In 2023, emotional AI—technology that can sense and interact with human emotions—will become one of the dominant applications of machine learning. For instance, Hume AI, founded by Alan Cowen, a former Google researcher, is developing tools to measure emotions from verbal, facial, and vocal expressions. Swedish company Smart Eyes recently acquired Affectiva, the MIT Media Lab spinoff that developed the SoundNet neural network, an algorithm that classifies emotions such as anger from audio samples in less than 1.2 seconds. Even the video platform Zoom is introducing Zoom IQ, a feature that will soon provide users with real-time analysis of emotions and engagement during a virtual meeting.  

In 2023, tech companies will be releasing advanced chatbots that can closely mimic human emotions to create more empathetic connections with users across banking, education, and health care. Microsoft’s chatbot Xiaoice is already successful in China, with average users reported to have conversed with “her” more than 60 times in a month. It also passed the Turing test, with the users failing to recognize it as a bot for 10 minutes. Analysis from Juniper Research Consultancy shows that chatbot interactions in health care will rise by almost 167 percent from 2018, to reach 2.8 billion annual interactions in 2023. This will free up medical staff time and potentially save around $3.7 billion for health care systems around the world. 
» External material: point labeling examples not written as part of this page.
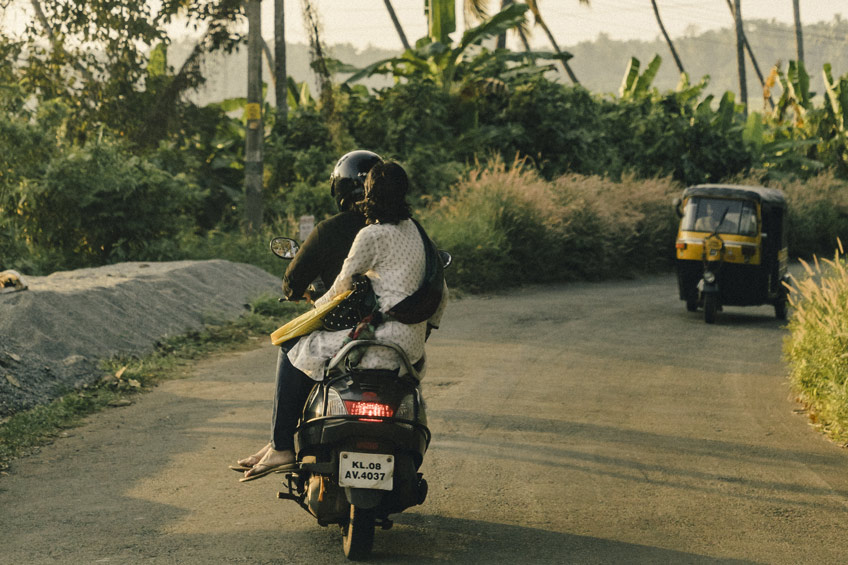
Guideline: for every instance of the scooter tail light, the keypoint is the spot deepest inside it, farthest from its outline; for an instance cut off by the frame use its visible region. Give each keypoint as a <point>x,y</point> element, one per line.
<point>335,405</point>
<point>369,409</point>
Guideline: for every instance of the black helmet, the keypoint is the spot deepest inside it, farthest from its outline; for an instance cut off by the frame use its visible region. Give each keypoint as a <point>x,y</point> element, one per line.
<point>348,178</point>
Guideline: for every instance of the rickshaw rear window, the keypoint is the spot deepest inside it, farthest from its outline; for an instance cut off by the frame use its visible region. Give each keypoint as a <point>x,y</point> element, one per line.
<point>737,217</point>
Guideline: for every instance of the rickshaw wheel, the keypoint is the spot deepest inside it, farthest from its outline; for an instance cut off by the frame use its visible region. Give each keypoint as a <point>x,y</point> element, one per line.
<point>710,307</point>
<point>692,304</point>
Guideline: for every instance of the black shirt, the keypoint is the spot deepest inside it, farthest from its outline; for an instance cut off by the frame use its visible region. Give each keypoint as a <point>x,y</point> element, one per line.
<point>323,253</point>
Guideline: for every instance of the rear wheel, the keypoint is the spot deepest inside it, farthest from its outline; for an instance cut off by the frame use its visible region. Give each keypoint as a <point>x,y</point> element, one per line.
<point>692,304</point>
<point>710,307</point>
<point>358,533</point>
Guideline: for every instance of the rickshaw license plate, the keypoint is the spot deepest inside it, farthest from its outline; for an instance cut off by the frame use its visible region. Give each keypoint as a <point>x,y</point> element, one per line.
<point>366,470</point>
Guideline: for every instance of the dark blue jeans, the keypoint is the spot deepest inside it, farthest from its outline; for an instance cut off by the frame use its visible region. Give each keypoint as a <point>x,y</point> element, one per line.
<point>293,387</point>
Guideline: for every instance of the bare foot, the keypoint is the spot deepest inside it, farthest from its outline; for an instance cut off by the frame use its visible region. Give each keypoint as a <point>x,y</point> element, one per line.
<point>252,460</point>
<point>269,462</point>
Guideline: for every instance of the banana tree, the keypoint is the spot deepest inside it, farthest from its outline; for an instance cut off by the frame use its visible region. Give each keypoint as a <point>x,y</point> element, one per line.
<point>454,66</point>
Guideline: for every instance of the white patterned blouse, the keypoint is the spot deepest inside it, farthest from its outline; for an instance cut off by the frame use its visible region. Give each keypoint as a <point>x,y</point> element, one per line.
<point>392,257</point>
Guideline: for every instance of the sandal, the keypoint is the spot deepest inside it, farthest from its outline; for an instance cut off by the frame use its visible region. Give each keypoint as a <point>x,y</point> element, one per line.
<point>265,467</point>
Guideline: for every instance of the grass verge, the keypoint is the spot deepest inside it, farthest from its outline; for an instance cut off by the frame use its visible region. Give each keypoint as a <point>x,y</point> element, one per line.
<point>817,344</point>
<point>127,376</point>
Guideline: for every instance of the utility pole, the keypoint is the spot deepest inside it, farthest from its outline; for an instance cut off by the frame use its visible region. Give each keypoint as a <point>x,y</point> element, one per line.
<point>667,38</point>
<point>280,82</point>
<point>799,36</point>
<point>740,55</point>
<point>397,25</point>
<point>254,134</point>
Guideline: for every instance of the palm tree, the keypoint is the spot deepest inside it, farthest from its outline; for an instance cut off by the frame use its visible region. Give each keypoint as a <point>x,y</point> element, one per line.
<point>534,7</point>
<point>397,24</point>
<point>740,55</point>
<point>751,55</point>
<point>799,38</point>
<point>667,38</point>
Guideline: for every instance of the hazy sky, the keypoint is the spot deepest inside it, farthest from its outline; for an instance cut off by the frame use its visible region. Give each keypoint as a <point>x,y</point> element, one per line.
<point>364,22</point>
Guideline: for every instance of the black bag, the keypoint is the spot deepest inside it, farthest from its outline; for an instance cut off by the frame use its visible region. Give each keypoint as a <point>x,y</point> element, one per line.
<point>361,303</point>
<point>422,304</point>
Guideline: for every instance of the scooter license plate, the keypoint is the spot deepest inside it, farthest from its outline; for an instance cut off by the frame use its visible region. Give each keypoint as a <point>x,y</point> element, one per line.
<point>366,470</point>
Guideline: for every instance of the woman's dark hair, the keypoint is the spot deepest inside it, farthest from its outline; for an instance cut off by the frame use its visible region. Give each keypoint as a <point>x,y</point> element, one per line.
<point>385,194</point>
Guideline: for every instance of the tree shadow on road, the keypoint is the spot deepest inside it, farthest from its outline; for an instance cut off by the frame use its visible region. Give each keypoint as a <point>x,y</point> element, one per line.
<point>427,538</point>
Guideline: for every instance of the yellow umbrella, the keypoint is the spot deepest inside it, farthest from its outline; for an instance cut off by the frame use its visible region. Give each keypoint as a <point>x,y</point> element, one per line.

In 2023, emotional AI will also become common in schools. In Hong Kong, some secondary schools already use an artificial intelligence program, developed by Find Solutions AI, that measures micro-movements of muscles on the students’ faces and identifies a range of negative and positive emotions. Teachers are using this system to track emotional changes in students, as well as their motivation and focus, enabling them to make early interventions if a pupil is losing interest. 

The problem is that the majority of emotional AI is based on flawed science. Emotional AI algorithms, even when trained on large and diverse data sets, reduce facial and tonal expressions to an emotion without considering the social and cultural context of the person and the situation. While, for instance, algorithms can recognize and report that a person is crying, it is not always possible to accurately deduce the reason and meaning behind the tears. Similarly, a scowling face doesn’t necessarily imply an angry person, but that’s the conclusion an algorithm will likely reach. Why? We all adapt our emotional displays according to our social and cultural norms, so that our expressions are not always a true reflection of our inner states. Often people do “emotion work” to disguise their real emotions, and how they express their emotions is likely to be a learned response, rather than a spontaneous expression. For example, women often modify their emotions more than men, especially the ones that have negative values ascribed to them such as anger, because they are expected to.

As such, AI technologies that make assumptions about emotional states will likely exacerbate gender and racial inequalities in our society. For example, a 2019 UNESCO report showed the harmful impact of the gendering of AI technologies, with “feminine” voice-assistant systems designed according to stereotypes of emotional passiveness and servitude. 

Facial recognition AI can also perpetuate racial inequalities. Analysis from 400 NBA games with two popular emotion-recognition software programs, Face and Microsoft’s Face API, were shown to assign more negative emotions on average to Black players, even when they were smiling. These results reaffirm other research showing that Black men have to project more positive emotions in the workplace, because they are stereotyped as aggressive and threatening.

Emotional AI technologies will become more pervasive in 2023, but if left unchallenged and unexamined, they will reinforce systemic racial and gender biases, replicate and strengthen the inequalities in the world, and further disadvantage those who are already marginalized.